Diffuse white matter tract abnormalities in clinically normal ageing retired athletes with a history of sports-related concussions

Sports-related concussions have been shown to lead to persistent subclinical anomalies of the motor and cognitive systems in young asymptomatic athletes. In advancing age, these latent alterations correlate with detectable motor and cognitive function decline. Until now, the interacting effects of concussions and the normal ageing process on white matter tract integrity remain unknown. Here we used a tract-based spatial statistical method to uncover potential white matter tissue damage in 15 retired athletes with a history of concussions, free of comorbid medical conditions. We also investigated potential associations between white matter integrity and declines in cognitive and motor functions. Compared to an age- and education-matched control group of 15 retired athletes without concussions, former athletes with concussions exhibited widespread white matter anomalies along many major association, interhemispheric, and projection tracts.
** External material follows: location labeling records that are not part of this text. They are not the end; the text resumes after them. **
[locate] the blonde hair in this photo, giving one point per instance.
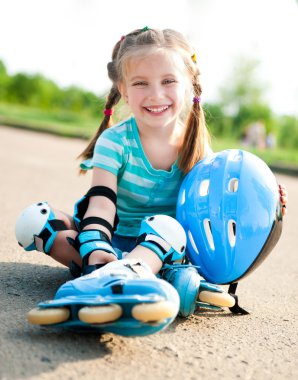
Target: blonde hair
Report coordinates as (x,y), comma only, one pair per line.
(141,42)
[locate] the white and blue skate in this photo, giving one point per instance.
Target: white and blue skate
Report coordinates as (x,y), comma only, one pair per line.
(194,291)
(123,297)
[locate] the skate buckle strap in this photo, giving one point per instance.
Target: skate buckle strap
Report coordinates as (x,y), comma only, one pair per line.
(96,220)
(158,245)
Group contrasts revealed decreases in fractional anisotropy, as well as increases in mean and radial diffusivity measures in the concussed group. These differences were primarily apparent in fronto-parietal networks as well as in the frontal aspect of the corpus callosum. The white matter anomalies uncovered in concussed athletes were significantly associated with a decline in episodic memory and lateral ventricle expansion. Finally, the expected association between frontal white matter integrity and motor learning found in former non-concussed athletes was absent in concussed participants. Together, these results show that advancing age in retired athletes presenting with a history of sports-related concussions is linked to diffuse white matter abnormalities that are consistent with the effects of traumatic axonal injury and exacerbated demyelination. These changes in white matter integrity might explain the cognitive and motor function declines documented in this population.